" Les yeux de Milos " de Patrick Grainville 12/20
Milos est un beau jeune homme aux yeux bleus, le bleu de la beauté absolue, mais aussi, le bleu d'une certaine folie. Il vit à Antibes, y fait des études de paléontologie et se rend régulièrement au château Picasso, érigé face à la mer. Antibes où Picasso a connu l'extase avec Francoise Gilot, et où, Nicolas de Staël se suicida en 1955, en sautant de la terrasse de son atelier à 41 ans. Ces deux destins opposés fascinent Milos, avec d'un côté la longévité assurée et de l'autre la tragédie précoce. D'un bleu si lumineux, le regard de Milos, lui vaut celui de toutes les femmes, fascinées puis envoûtées, mais l'insupportant au plus haut point.
Deux ans après Falaise des fous, où l'auteur racontait de sa belle manière la Normandie à l'époque de l'impressionnisme, il récidive en appliquant le même schéma dans l'antre de la peinture moderne, avec en fil rouge, le bleu : le bleu irradiant des yeux de Milos, le bleu de la Côte d'Azur, le bleu de la mer, le bleu des cieux, le bleu de Picasso et le bleu de Nicolas de Staël. Autrement dit : une déclinaison en cinquante nuances... de bleu.
Sous la plume électrisée de Patrick Grainville, on croise pléthore de personnages historiques : Paul Eluard, Lee Miller, Dora Maar, Man Ray ou Adrienne Fidelin, et j'en oublie.
Le pivot du roman s'articule autour de l'été 1937, celui où tous les copains de Picasso vont venir chez lui se délasser dans sa maison où sur sa plage favorite, celle de la Garoupe. Cependant, 1937 est aussi l'année du tableau de Guernica où la démocratie espagnole subit l'innommable.
D'emblée, la première impression qui frappe, ce n'est point l'histoire ni les protagonistes, mais le style grandiloquant. Tout plein d'envolées lyriques, carambolant, tel un cabri, dans toutes les possibilités de l'écriture. Rien ne l'arrête, tout est prétexte à encore plus de délires, délires de sentiments, délires de couleurs, délires sexuels, délires exhibitionnistes. D'un même élan, Patrick Grainville met en superposition sa propre folie exubérante et orgiaque pour décrire les tableaux, que pour évoquer la passion, l'amour physique ou le désamour entre Milos et Marine.
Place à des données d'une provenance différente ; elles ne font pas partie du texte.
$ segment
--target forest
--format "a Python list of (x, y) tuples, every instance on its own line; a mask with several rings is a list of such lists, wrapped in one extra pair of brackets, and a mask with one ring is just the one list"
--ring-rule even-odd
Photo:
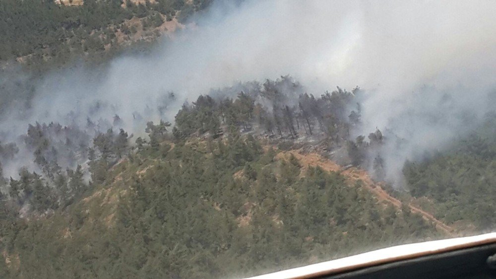
[[(349, 139), (361, 94), (315, 97), (284, 76), (213, 89), (174, 125), (147, 122), (146, 137), (118, 129), (118, 115), (107, 126), (30, 125), (22, 145), (0, 144), (4, 165), (28, 150), (39, 170), (2, 181), (2, 276), (243, 277), (446, 237), (360, 181), (286, 152), (344, 150), (344, 164), (380, 169), (369, 151), (387, 137)], [(385, 189), (405, 205), (432, 202), (421, 206), (456, 234), (493, 228), (495, 119), (406, 162), (406, 191)]]
[(140, 28), (152, 30), (173, 18), (183, 21), (210, 1), (85, 0), (82, 5), (65, 5), (53, 0), (2, 0), (0, 61), (22, 58), (30, 67), (39, 68), (47, 62), (65, 64), (81, 55), (98, 61), (111, 50), (119, 51), (122, 40), (141, 31), (127, 23), (131, 18), (140, 20)]
[[(106, 71), (123, 53), (152, 51), (168, 23), (183, 28), (212, 2), (0, 0), (0, 278), (244, 278), (496, 228), (496, 114), (491, 107), (479, 113), (457, 106), (466, 100), (453, 100), (470, 95), (464, 91), (441, 90), (437, 100), (430, 98), (435, 86), (425, 85), (405, 93), (414, 106), (435, 108), (421, 115), (428, 120), (421, 123), (445, 120), (455, 123), (447, 130), (459, 131), (454, 139), (446, 133), (436, 148), (411, 144), (418, 152), (394, 161), (399, 178), (394, 180), (387, 156), (416, 135), (400, 136), (367, 119), (366, 103), (380, 86), (319, 91), (282, 69), (275, 78), (197, 89), (211, 78), (212, 84), (227, 84), (212, 77), (229, 75), (218, 67), (225, 66), (222, 59), (203, 52), (232, 42), (214, 27), (221, 39), (207, 43), (209, 36), (192, 24), (188, 35), (204, 42), (191, 49), (197, 57), (163, 63), (174, 70), (155, 65), (151, 73), (141, 69), (144, 75)], [(298, 6), (309, 7), (304, 6)], [(221, 21), (224, 11), (214, 11), (213, 21)], [(280, 18), (276, 13), (270, 16)], [(234, 14), (248, 19), (243, 28), (258, 30), (249, 24), (252, 17)], [(280, 44), (275, 44), (282, 52)], [(247, 53), (253, 52), (250, 47)], [(290, 60), (298, 61), (290, 52)], [(135, 56), (143, 57), (130, 59)], [(162, 62), (152, 60), (145, 63)], [(374, 70), (382, 70), (376, 62)], [(191, 73), (183, 68), (188, 63), (219, 72)], [(226, 64), (228, 71), (244, 65)], [(173, 83), (176, 69), (187, 72), (177, 74), (191, 81), (187, 90), (169, 90), (166, 82), (158, 89), (149, 86), (162, 78)], [(145, 80), (129, 78), (137, 89), (121, 94), (119, 87), (130, 83), (122, 72)], [(148, 79), (146, 73), (154, 76)], [(91, 84), (78, 88), (87, 75)], [(102, 82), (108, 77), (113, 82)], [(496, 101), (494, 90), (487, 95)], [(384, 107), (405, 110), (385, 114), (405, 117), (397, 124), (432, 112), (394, 101)], [(439, 115), (442, 121), (432, 121)], [(459, 116), (465, 127), (450, 121)], [(436, 139), (445, 135), (439, 134)]]

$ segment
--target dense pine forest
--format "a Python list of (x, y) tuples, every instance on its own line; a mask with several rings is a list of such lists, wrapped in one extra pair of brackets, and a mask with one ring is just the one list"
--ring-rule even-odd
[(181, 22), (210, 1), (86, 0), (81, 5), (72, 2), (0, 2), (0, 61), (17, 60), (35, 68), (47, 62), (65, 64), (81, 54), (98, 61), (122, 49), (126, 42), (158, 36), (164, 30), (157, 28), (164, 23)]
[[(455, 234), (492, 228), (494, 116), (449, 151), (407, 162), (406, 188), (390, 190), (398, 207), (288, 152), (344, 150), (336, 160), (380, 168), (368, 150), (387, 140), (379, 131), (346, 139), (361, 121), (359, 88), (301, 89), (283, 76), (213, 90), (135, 139), (88, 134), (98, 129), (89, 118), (85, 128), (29, 125), (23, 144), (41, 172), (2, 181), (3, 275), (241, 277), (452, 235), (411, 212), (412, 199)], [(2, 161), (19, 150), (2, 143)]]
[[(283, 72), (157, 93), (150, 80), (176, 73), (126, 83), (120, 74), (135, 72), (120, 70), (143, 65), (106, 71), (201, 29), (186, 25), (212, 2), (0, 0), (0, 278), (243, 278), (496, 228), (495, 110), (458, 113), (448, 90), (429, 105), (468, 124), (424, 150), (415, 135), (371, 129), (364, 108), (376, 92), (358, 86), (318, 91)], [(222, 71), (218, 58), (192, 56), (167, 67)], [(187, 83), (219, 73), (186, 70)], [(120, 94), (131, 82), (138, 89)], [(430, 102), (431, 90), (408, 101)], [(386, 156), (409, 144), (423, 153), (392, 167)]]

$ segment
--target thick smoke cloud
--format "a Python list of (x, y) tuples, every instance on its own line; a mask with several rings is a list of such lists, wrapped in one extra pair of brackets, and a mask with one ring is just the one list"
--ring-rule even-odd
[(151, 54), (47, 73), (31, 107), (4, 116), (1, 140), (16, 140), (36, 121), (84, 127), (90, 117), (103, 130), (116, 114), (139, 134), (137, 119), (172, 121), (211, 88), (289, 74), (315, 95), (364, 89), (363, 125), (353, 134), (377, 127), (399, 139), (376, 151), (399, 182), (405, 160), (442, 148), (495, 110), (494, 14), (490, 1), (218, 2)]

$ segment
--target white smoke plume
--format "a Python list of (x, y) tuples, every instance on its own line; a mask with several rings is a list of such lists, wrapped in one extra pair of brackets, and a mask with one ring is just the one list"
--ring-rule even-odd
[[(211, 88), (289, 74), (314, 95), (365, 89), (364, 125), (354, 134), (377, 127), (404, 140), (378, 151), (398, 181), (406, 159), (442, 148), (495, 110), (488, 101), (496, 88), (495, 14), (491, 1), (218, 2), (151, 54), (96, 71), (47, 73), (28, 111), (15, 106), (4, 117), (0, 140), (15, 140), (35, 121), (110, 123), (115, 114), (138, 133), (138, 114), (172, 121), (184, 101)], [(169, 91), (175, 99), (163, 97)]]

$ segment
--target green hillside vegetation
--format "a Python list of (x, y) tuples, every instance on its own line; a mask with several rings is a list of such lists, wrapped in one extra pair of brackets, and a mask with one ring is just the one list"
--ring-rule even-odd
[(164, 20), (182, 20), (210, 1), (157, 0), (152, 4), (133, 4), (123, 0), (85, 0), (82, 5), (65, 6), (53, 0), (2, 0), (0, 1), (0, 61), (25, 57), (37, 66), (44, 61), (67, 61), (73, 55), (102, 55), (106, 45), (118, 47), (116, 32), (137, 32), (124, 21), (141, 19), (144, 28)]
[[(241, 277), (449, 236), (359, 181), (280, 154), (309, 139), (366, 167), (368, 148), (388, 138), (348, 139), (360, 93), (314, 97), (288, 76), (213, 90), (185, 104), (173, 127), (146, 123), (134, 144), (90, 117), (85, 127), (29, 125), (19, 142), (0, 142), (1, 162), (21, 147), (39, 170), (8, 179), (0, 168), (0, 277)], [(419, 207), (456, 233), (493, 227), (495, 119), (407, 162), (409, 192), (391, 193), (427, 201)]]
[(403, 170), (410, 193), (433, 201), (435, 215), (448, 223), (469, 221), (477, 231), (496, 224), (496, 116), (441, 153)]
[(4, 275), (242, 277), (438, 236), (339, 173), (263, 150), (239, 135), (144, 145), (72, 205), (2, 219)]

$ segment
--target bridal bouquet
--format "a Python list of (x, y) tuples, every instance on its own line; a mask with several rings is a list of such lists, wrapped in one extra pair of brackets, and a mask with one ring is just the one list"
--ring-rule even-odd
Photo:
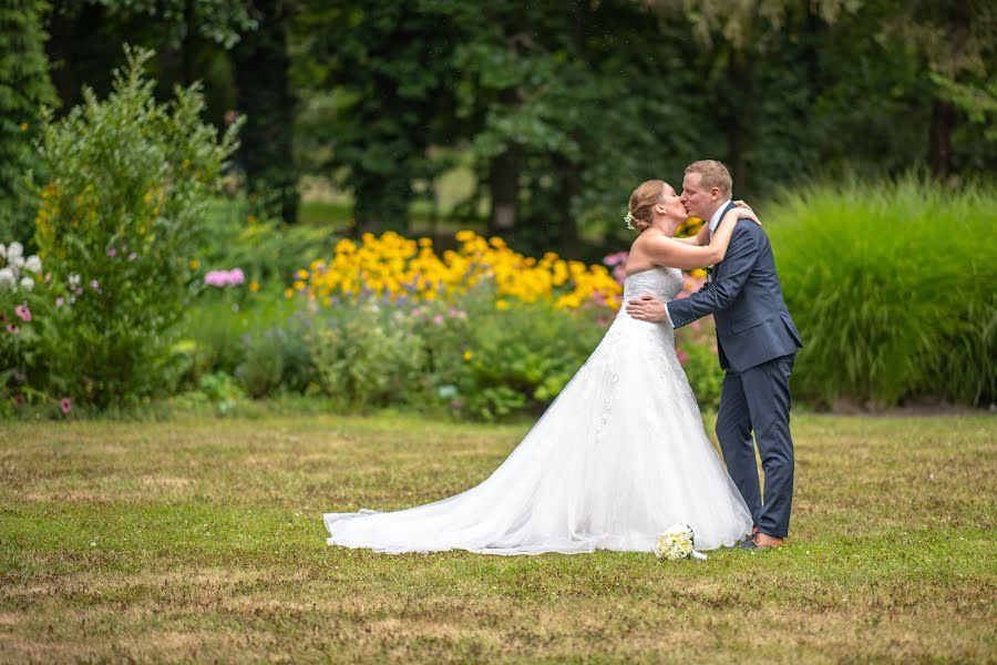
[(678, 561), (680, 559), (706, 559), (695, 548), (696, 535), (688, 524), (675, 524), (669, 526), (658, 536), (658, 546), (655, 548), (655, 556)]

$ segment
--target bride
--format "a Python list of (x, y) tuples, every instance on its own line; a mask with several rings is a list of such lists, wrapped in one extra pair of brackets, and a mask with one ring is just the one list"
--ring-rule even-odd
[[(709, 245), (678, 241), (686, 208), (675, 190), (662, 181), (637, 187), (627, 223), (638, 236), (623, 303), (648, 291), (674, 299), (682, 289), (680, 268), (721, 260), (738, 218), (758, 223), (750, 208), (737, 207)], [(751, 513), (703, 431), (672, 329), (630, 318), (625, 307), (484, 482), (397, 512), (327, 513), (328, 543), (387, 553), (652, 552), (675, 523), (692, 528), (698, 550), (743, 540)]]

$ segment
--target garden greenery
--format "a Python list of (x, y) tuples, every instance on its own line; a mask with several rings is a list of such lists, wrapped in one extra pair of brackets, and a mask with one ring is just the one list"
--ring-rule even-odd
[[(125, 48), (113, 91), (45, 120), (35, 242), (73, 293), (47, 358), (53, 382), (83, 402), (121, 403), (164, 387), (171, 330), (196, 289), (202, 221), (236, 147), (202, 122), (197, 85), (168, 104), (144, 78), (151, 51)], [(70, 284), (73, 280), (74, 284)]]

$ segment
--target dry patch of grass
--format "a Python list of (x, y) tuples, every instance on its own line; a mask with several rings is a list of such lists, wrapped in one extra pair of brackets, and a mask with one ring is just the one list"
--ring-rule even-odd
[(799, 417), (789, 545), (681, 564), (325, 544), (323, 512), (464, 490), (525, 424), (8, 424), (0, 661), (994, 661), (995, 423)]

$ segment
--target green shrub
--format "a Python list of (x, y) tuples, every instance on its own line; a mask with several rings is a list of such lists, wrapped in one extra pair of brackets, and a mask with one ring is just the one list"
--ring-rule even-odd
[(790, 192), (765, 222), (803, 336), (794, 393), (997, 399), (997, 192), (907, 176)]
[(315, 317), (308, 332), (320, 386), (340, 408), (423, 405), (425, 347), (411, 317), (377, 301)]
[(39, 183), (39, 254), (59, 279), (80, 279), (53, 362), (99, 407), (164, 387), (173, 327), (196, 293), (191, 257), (238, 125), (218, 140), (199, 119), (197, 85), (156, 103), (142, 75), (152, 53), (125, 53), (110, 96), (85, 90), (66, 117), (47, 119), (41, 143), (51, 180)]
[(239, 267), (249, 283), (287, 284), (338, 239), (327, 228), (257, 219), (249, 211), (244, 197), (212, 204), (203, 222), (210, 243), (197, 256), (204, 268)]
[(676, 331), (676, 352), (700, 409), (720, 406), (723, 370), (717, 357), (717, 336), (712, 317), (693, 321)]

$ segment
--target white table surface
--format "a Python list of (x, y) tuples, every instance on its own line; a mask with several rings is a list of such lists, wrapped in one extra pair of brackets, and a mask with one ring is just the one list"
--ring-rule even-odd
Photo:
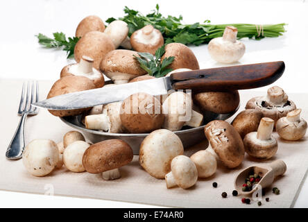
[[(240, 64), (283, 60), (286, 70), (275, 85), (286, 93), (308, 93), (307, 51), (308, 49), (308, 4), (302, 1), (6, 1), (0, 7), (1, 78), (56, 80), (61, 69), (74, 62), (66, 59), (64, 51), (45, 49), (37, 44), (35, 35), (51, 36), (62, 31), (73, 36), (78, 22), (89, 15), (105, 20), (123, 15), (125, 6), (146, 14), (160, 6), (164, 15), (184, 17), (185, 23), (210, 19), (212, 24), (285, 22), (287, 33), (283, 37), (261, 41), (243, 40), (246, 53)], [(189, 3), (188, 3), (188, 2)], [(208, 54), (207, 45), (191, 47), (201, 68), (219, 67)], [(267, 87), (258, 89), (266, 90)], [(19, 92), (18, 92), (19, 93)], [(0, 95), (3, 96), (4, 95)], [(308, 207), (308, 182), (304, 182), (295, 205)], [(0, 207), (147, 207), (148, 205), (123, 202), (46, 196), (0, 191)], [(151, 206), (150, 206), (151, 207)]]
Milos est en quête de bonheur, il hésite incessamment entre le soleil et la nuit, entre jouir et mourir, entre Picasso et De Staël, entre Paris et la Namibie, entre Marine et Samantha, entre Marine et Vivie, ...
Cependant, malgré cette profusion tourbillonnesque de sensualité, de couleurs, de parfums et de sentiments on se demande si cet étourdissement général n'est pas là pour suppléer à une abstraction cruelle de narration. En effet, des éclats de vies sont éparpillés çà et là, des faits historiques sont émiettés dans les interstices. Seules les histoires de cœur de Milos, bien que zigzagantes, semblent suivre une direction rationnelle. Dans cet entrelacs, difficile d'adhérer à une matière qui s'enfuit dès notre approche. En souhaitant tout articuler autour de l'été 1937, et en mettant en opposition ou en contrepoint la figure de Picasso : le Minotaure, le prédateur sexuel et le destructeur de femmes, face à De Staël le foudroyé, le suicidé en pleine recherche existentielle et délaissé par la gente feminine, l'auteur ressasse à l'envi une idée qui finit par n'avoir plus d'idée à force de resucé. Ainsi, passé les 100 premières pages, on a saisi le projet de l'auteur, et il en reste encore plus de 200 ! Alors le canevas se répète à l'infini, certes, avec beaucoup d'érudition, d'allitération et compagnie, mais la mécanique tourne en rond, en rond bleu, je veux bien l'admettre, mais en rond tout de même !
Avec exubérance, Patrick Grainville nous sert une oeuvre ambitieuse et gorgée de sensualité en plongeant dans l'intime de la recherche et de la création artistique, mais où l'élaboration de la construction fait gravement défaut. Dommage.